After that it really is just a case of getting out there and running until you can’t (and walking the rest of the way) (until you’re running more than you can walk). There are programmes and apps and websites, and pinterest pins providing all sorts of advice but the one piece of advice that worked for me when I was swimming training is it doesn’t matter how much or how little you do so long as you do. Regularity matters. I haven’t got this sorted yet but I get other exercise during the week so from a pure exercise point of view, I’m moving and it’s feeding into the running.

If you are a child of the modern era and possess a smartphone, the chances are, you will also want to figure out how best to start tracking your progress. I have two plans of attack here. I have Google Fit tracking my movement all the time. I also use Runkeeper as a more specialised app. So far, they tend not to agree. I also lie and tell Runkeeper I am walking because let’s be honest, right now March 2017. I walk more than run (the objective is to change that of course). Today Google said I did 5.05km and Runkeeper said I did 4.6. They also didn’t agree on the average pace for obvious reasons; they were dividing differences by the same amount of time. So the difference is plus or minus 10%. I can live with that more or less. For now, anyway. What I can see is an improvement over last week which is good. Since I don’t trust one of today’s Runkeeper splits, I’m not going to be totally surprised if next week, it falls back a little.

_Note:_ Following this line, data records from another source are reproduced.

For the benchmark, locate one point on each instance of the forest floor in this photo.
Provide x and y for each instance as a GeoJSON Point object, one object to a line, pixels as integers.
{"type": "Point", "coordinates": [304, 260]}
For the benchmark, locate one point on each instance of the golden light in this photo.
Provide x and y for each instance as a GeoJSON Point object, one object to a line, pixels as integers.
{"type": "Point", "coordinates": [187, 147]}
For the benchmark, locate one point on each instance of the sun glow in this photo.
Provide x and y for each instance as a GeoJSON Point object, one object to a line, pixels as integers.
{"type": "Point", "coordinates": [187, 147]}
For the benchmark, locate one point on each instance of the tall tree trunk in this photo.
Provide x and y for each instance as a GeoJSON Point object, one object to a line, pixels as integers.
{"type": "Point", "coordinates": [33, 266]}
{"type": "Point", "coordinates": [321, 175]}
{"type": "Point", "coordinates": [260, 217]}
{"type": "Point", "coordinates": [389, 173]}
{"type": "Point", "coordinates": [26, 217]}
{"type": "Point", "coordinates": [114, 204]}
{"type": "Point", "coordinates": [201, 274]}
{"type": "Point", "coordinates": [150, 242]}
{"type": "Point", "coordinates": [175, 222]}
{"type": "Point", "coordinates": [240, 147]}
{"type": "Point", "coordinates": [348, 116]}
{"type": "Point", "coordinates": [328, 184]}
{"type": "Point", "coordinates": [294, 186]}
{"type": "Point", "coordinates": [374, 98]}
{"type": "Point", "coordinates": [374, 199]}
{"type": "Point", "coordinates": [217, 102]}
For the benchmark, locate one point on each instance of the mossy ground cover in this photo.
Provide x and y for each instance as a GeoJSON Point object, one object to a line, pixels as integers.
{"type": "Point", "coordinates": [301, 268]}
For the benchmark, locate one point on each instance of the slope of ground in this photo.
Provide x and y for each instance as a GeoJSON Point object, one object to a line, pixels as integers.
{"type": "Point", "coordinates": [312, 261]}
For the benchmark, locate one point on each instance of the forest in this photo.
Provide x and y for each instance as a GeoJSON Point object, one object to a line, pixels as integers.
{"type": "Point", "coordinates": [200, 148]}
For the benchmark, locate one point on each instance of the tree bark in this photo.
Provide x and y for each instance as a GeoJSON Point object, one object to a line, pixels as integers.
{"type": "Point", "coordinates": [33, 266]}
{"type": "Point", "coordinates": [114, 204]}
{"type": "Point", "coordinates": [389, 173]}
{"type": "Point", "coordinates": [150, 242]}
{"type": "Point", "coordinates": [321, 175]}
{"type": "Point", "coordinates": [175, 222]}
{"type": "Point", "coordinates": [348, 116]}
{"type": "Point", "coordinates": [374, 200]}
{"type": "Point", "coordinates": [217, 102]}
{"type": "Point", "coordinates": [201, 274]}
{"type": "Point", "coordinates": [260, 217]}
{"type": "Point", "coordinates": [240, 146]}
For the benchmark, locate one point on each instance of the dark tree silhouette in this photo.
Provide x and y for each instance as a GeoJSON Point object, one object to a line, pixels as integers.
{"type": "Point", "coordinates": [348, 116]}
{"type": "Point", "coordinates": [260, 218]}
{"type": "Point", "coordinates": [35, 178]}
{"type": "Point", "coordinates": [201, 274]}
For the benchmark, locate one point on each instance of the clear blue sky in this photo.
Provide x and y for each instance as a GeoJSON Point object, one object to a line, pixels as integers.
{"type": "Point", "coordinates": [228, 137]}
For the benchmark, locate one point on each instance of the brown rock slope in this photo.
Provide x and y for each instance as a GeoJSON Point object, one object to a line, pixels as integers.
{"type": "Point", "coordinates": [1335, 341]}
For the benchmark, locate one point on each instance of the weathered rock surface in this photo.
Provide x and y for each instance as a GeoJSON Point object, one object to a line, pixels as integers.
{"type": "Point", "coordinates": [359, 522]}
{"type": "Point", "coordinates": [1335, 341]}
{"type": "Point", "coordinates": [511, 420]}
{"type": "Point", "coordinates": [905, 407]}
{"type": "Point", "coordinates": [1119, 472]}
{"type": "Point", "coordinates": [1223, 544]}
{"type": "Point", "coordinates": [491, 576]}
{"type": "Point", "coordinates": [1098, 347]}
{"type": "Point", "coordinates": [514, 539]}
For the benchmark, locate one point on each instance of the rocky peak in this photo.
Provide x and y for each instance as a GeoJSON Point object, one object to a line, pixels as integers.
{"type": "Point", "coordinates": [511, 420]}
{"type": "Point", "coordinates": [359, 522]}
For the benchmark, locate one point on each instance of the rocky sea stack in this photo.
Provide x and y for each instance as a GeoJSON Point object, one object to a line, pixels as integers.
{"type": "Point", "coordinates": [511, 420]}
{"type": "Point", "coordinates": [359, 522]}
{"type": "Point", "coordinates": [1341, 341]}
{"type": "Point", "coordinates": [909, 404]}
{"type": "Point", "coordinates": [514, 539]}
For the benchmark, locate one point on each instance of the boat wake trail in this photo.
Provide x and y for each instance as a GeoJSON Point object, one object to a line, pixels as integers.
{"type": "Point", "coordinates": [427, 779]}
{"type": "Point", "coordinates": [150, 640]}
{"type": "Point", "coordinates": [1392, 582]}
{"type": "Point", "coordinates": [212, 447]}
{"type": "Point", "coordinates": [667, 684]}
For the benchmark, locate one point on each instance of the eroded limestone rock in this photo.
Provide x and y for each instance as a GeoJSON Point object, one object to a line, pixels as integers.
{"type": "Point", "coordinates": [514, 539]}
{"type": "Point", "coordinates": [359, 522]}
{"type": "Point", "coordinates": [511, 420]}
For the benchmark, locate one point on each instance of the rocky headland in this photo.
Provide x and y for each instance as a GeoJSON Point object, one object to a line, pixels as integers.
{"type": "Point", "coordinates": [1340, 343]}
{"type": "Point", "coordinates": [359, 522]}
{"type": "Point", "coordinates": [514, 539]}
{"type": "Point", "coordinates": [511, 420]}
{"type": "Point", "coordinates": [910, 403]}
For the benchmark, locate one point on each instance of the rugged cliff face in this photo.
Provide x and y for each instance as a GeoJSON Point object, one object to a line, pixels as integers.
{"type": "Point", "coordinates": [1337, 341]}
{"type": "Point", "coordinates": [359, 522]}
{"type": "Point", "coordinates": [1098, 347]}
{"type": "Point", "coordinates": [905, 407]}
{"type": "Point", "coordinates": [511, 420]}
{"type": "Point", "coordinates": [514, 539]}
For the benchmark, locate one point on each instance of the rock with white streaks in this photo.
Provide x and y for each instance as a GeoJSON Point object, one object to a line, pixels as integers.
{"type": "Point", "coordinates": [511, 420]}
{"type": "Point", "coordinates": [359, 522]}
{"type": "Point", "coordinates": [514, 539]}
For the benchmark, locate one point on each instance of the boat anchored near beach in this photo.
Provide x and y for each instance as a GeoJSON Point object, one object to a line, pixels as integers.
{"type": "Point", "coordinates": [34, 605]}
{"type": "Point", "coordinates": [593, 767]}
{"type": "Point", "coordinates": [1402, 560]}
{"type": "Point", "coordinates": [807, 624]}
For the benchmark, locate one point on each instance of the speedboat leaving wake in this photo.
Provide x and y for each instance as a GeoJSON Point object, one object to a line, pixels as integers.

Most of my life, when i have gotten interested in something, I tend to do quite a bit of reading about it. I’m somewhat disappointed by a lot of what comes to me from running reading. On more than a few times, I have come across different articles talking about how horrible running is, and that running is not fun. I find that sad. I think if you’re going to spend a lot of your time doing something – and we have so little free time – it’s worth finding a way to enjoy it. I really don’t know how much of my training run is actual running at the moment and it’s not enough for Google Fit to identify it as such – but the small stretches of running I have done, have really put a smile on my face. We don’t do these things on sufferance or at least we shouldn’t. I used to swim 1600M three times a week and it was a hard journey to get to the point where I could string those 64 lengths together. But I never hated swimming. Some strokes could be harder than others but au fond, the main reason I kept on going back was not to tell people “I can swim 1600m”, but because I actually liked doing it. It can be hard enough to keep doing something you like doing because Real Life. Doing something you actively don’t find fun strikes me as wasted opportunity. There will be days it’s harder than others because oh, it’s raining, you’re a few days’ shy of your period.

People run for different reasons. Have different motivations. I know people who run to do road races. Other people run for the hell of it. I know a couple of people who have trained to do marathons. Some people run with friends (Runkeeper will nag you about this by the way). I run on my own, listening to music, listening to the five minute reports of how I am doing. I’m not sure how I’d feel about running with someone else. Particularly at the moment when the running bit of things is erratic and limited. Sometimes you need space to grow.

My hope is that come September, I will be fit enough to go for short runs in the mountains in Switzerland. What I really want to do with this is not run road races with lots of people but to run in beautiful places. I have a yen to go back to Zermatt this year, preferably before it snows, and run around there a bit, and then paint or draw when I’m not moving. I have six months to get there. In the meantime, I get to run around a rather picturesque part of Luxembourg and see the turning of the year here.